While $170,000 was distributed from each fund over the 51 month period, every fund lost more than was distributed. This happened because shares redeemed at low prices were not there for the recovery.

As always, it could be worse. If you had invested the same million in George Putnam Balanced A shares, for instance, the million would have been reduced to $760,361 with no withdrawals and to a dismal $585,561 after distributions. This fund still has $1 billion in investor assets but has been in the bottom 10 percent for performance over the last 3 and 5 year periods.

One of the reasons the focus of this column is on index funds can be seen in this list. The two index funds are toward the top of a better-than-average list. Sticking to index funds may have foreclosed the possibility of being at the top of the list, but it also eliminated the possibility of being at the bottom.

It’s Hard To Recover from a Market Crash If You Need Income

This table shows a rank ordered list, by end value of a $1 million investment after distributions, of how 15 major balanced funds performed if returns were reinvested or after a monthly distribution of $3,333

Fund name (3 year percentile rank) With dividends and gains Accumulated With $40,000 Distributed Annually
Oakmark Equity & Income 1 (31) $1,216,573 $1,018,719
FPA Crescent (4) $1,189,495 $ 987,281
T. Rowe Price Capital Appreciation (5) $1,101,666 $ 901,439
Vanguard Wellington Admiral shs. (27) $1,035,652 $ 846,462
Fidelity Balanced (44) $1,037,503 $ 843,926
Vanguard Balanced Index Admiral shs. (30) $1,034,644 $ 843,583
Vanguard Tax-Managed Balanced (45) $1,024,975 $ 839,572
T. Rowe Price Balanced (30) $1,031,343 $ 838,130
American Funds Am. Balanced A shs. (40) $1,010,664 $ 819,384
PIMCO All Asset A shares (6) $ 980,933 $ 802,551
JHancock2 Lifestyle Balanced A shs. (33) $ 968,310 $ 779,122
Invesco Balanced A shares (64) $ 965,525 $ 778,161
JHT Lifestyle Balanced Series 1 (62) $ 910,825 $ 727,103
Dodge & Cox Balanced (68) $ 913,085 $ 723,122
American Funds Inc. Fund of Am. A shs. (50) $ 882,271 $ 699,990
Only published comments... May 13 2011, 03:00 PM by admin


Comments

 

ndxr said:

Scott:

Very helpful info.

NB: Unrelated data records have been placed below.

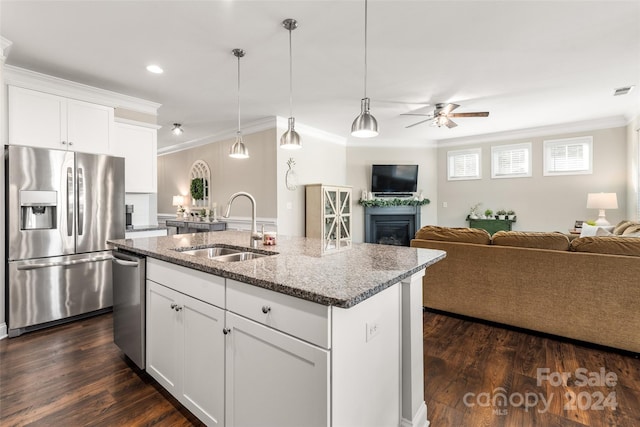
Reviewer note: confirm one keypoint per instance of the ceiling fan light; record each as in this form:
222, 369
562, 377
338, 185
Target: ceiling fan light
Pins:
238, 149
365, 125
291, 139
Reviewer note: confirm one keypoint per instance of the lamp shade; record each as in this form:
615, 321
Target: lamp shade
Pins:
178, 201
602, 201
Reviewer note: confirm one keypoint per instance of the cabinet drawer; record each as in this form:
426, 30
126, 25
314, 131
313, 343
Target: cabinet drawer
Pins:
303, 319
203, 286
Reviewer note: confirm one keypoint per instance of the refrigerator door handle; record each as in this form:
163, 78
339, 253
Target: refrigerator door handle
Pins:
63, 263
81, 201
69, 202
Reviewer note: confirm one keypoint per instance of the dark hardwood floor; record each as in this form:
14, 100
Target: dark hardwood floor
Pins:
73, 375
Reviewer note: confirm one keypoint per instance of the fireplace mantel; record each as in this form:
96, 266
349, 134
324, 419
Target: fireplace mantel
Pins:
406, 218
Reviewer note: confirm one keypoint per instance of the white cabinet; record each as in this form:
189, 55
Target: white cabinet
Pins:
40, 119
274, 379
328, 214
185, 340
138, 145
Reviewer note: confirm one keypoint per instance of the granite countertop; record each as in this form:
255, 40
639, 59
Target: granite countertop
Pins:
299, 266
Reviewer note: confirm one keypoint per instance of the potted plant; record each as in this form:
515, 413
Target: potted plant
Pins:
197, 190
473, 212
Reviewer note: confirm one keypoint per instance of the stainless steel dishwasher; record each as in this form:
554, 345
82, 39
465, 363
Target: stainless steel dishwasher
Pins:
129, 273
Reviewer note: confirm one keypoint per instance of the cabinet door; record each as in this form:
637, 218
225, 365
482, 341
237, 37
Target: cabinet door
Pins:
138, 145
273, 379
36, 119
163, 336
202, 390
89, 127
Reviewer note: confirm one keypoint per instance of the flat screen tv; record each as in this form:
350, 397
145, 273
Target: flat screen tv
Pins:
394, 178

Question: If you factored in each fund's operating expenses, would the results change significantly?

May 15, 2011 10:42 AM
 

bbains said:

Great analysis, Scott.  This is something I doubt you would see anywhere else.  One thing is confusing me.  I would have expected the table to more or less follow the percentile rank of the funds, so I'm suprised that Oakmark, Wellington, and Fidelity Balanced came out in the top group and Pimco Total Asset was in the middle of the pack.  What are you thoughts on this?

May 16, 2011 8:07 AM
 

JIM530 said:

Interesting results.  To take it one step further, what if instead of paying a fund manager to generically rebalance your assets, you simply buy an equity fund and a fixed income fund in the desired ratio, then use your withdrawals as part of a regular reblancing routine, i.e. take the withdrawals out of the income fund when equities are down and vice versa.  Then your equity shares would have been there to recover.

May 17, 2011 10:39 PM
 

wccason said:

Excellent review.  I can't help but wonder how a 100% TIPS portfolio such as VIPSX or VAIPX would have performed.  Is there a way of doing that analysis myself?

May 18, 2011 2:02 PM
 

davehu said:

Excellent and useful analysis.  We sold our home in August 2008, moving full time to our lake home near Dallas and I retired a few months later.  Although the market crash made me nervious,  I sold nothing and stuck with a Margaritiville portfolio.  And despite withdrawals to live on I am actually up from 2006.  I rebalance every 6 months, the rest of the time, I sit on the couch sipping a Margarita.   Thank you Scott for the excellent advise over the years.

May 30, 2011 12:21 PM
 

cwradio said:

Can you shares with your reader how some of the lazy-couch portfolios would have done using the same withdrawal as stated in your article.